Film Screening Goethe-Kino / Kafka + Film - Judith Kaufmann & Gregor Maas: The Glory of Life

A man and a woman sit behind each other on a motorcycle in a rural setting The Glory of Life ©Majestic / Christian Schul

Wed, 27.11.2024

7:00 PM

Goethe-Institut London

Facets of Kafka

Based on Michael Kumpfmüller acclaimed novel, this portrait of Kafka’s last love in the year before his death shows the author in an unusually refreshing light.

It is very conceivable that the glory of life is available to everyone and always in its fullness, but imposed, deep, invisible, very far. But it lies there, not hostile, not reluctant, not deaf. If you call her by the right word, by the right name, she comes. That is the essence of magic, which does not create, but calls.

Kafka wrote these lines into his diary in October 1921, around two years before he met 25-year-old Dora Diamant during a restorative break on the Baltic Sea in the summer of 1923. With her, he experienced his last love and despite of his advanced tuberculosis an often ‘glorious’ and joyous last year before he died in June 1924.

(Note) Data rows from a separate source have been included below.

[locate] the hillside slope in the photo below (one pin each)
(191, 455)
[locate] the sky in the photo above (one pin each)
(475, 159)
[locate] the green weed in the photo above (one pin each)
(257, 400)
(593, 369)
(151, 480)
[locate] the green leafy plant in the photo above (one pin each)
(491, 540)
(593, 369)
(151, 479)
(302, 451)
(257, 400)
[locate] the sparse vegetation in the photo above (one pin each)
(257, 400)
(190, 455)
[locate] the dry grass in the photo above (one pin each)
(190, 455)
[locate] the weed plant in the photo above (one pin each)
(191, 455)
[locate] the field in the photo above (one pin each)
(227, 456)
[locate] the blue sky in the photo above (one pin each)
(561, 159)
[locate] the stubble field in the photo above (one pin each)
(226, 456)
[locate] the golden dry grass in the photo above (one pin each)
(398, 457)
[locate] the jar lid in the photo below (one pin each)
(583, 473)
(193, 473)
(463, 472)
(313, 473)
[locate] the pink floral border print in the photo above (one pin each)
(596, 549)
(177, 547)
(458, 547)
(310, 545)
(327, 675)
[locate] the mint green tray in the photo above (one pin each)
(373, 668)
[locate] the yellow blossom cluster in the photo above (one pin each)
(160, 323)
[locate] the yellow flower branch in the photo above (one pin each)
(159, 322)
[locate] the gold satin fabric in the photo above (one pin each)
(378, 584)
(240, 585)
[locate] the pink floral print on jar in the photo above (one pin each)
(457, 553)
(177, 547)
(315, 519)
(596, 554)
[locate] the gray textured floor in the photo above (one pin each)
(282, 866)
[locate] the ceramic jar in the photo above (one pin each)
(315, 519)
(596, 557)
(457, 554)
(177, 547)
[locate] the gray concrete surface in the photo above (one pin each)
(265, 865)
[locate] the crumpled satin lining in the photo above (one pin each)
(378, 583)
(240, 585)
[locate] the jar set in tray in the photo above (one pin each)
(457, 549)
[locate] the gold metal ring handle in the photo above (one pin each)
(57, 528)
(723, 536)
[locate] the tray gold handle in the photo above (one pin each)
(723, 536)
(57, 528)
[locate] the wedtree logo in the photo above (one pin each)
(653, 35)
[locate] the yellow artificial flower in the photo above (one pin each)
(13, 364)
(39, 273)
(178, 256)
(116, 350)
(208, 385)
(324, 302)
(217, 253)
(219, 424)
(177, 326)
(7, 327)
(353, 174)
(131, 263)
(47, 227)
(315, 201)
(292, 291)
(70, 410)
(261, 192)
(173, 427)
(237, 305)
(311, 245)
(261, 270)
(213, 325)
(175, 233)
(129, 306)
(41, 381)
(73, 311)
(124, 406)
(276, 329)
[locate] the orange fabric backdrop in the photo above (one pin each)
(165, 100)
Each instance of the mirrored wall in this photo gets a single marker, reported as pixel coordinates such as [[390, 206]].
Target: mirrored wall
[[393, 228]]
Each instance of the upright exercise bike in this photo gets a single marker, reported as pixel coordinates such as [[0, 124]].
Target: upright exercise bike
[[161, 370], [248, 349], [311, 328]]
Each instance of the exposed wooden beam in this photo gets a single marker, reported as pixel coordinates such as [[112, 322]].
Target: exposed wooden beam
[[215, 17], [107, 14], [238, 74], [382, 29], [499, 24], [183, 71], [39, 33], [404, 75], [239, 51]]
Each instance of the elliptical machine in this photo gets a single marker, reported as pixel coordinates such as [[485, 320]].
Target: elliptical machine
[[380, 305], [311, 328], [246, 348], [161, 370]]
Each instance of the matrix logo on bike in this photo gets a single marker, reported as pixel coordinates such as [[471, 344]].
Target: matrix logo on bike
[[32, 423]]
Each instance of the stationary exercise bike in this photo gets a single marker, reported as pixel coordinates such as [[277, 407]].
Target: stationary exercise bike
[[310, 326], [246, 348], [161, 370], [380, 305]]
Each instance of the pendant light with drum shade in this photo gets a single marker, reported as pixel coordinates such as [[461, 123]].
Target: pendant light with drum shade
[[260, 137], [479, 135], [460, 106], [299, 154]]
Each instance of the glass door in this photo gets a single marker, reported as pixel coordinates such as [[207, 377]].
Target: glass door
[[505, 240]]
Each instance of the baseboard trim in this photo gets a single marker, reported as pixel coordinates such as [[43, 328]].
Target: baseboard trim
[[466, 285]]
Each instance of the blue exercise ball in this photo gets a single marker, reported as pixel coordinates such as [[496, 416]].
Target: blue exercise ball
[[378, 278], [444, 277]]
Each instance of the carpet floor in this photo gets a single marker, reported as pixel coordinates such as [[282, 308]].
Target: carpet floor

Accordingly, directors Georg Maas and Judith Kaufmann portray the relationship between the ailing forty-year-old writer and the twenty-five-year-old Diamant in a light and unpretentious manner. The lovers’ first encounter takes place on a sunny beach. We see Kafka surrounded by children encouraging him to tell them a story. In the evening, Kafka watches Dora dancing against the backdrop of the sea. The young Polish woman from a strict Jewish family wants to become a dancer for which she has to stand up to her family. With equal determination, she enters a relationship with the terminally ill Kafka meaning that she also has to endure the rejection of Kafka's controlling parents. Not all is carefree love, but Kafka seems to draw new energy from the relationship.

Mass and Kaufmann show a Kafka who adds new facets to the long-standing image of the author as a man tormented by self-doubt. Their Kafka is witty, adventurous and romantic. His writing is important to him, but it does not completely possess him. Perhaps they get closer to who Kafka was, perhaps they don’t. But they open up the possibility of a new perspective.
 

Germany, Austria 2023, colour, digital, 98 mins. German with English subtitles.
Directed by Judith Kaufmann, Gregor Maas. With Sabin Tambrea, Henriette Confurius, Daniela Golpashin.


Please note that we do not show any advertising and that the programme starts on time.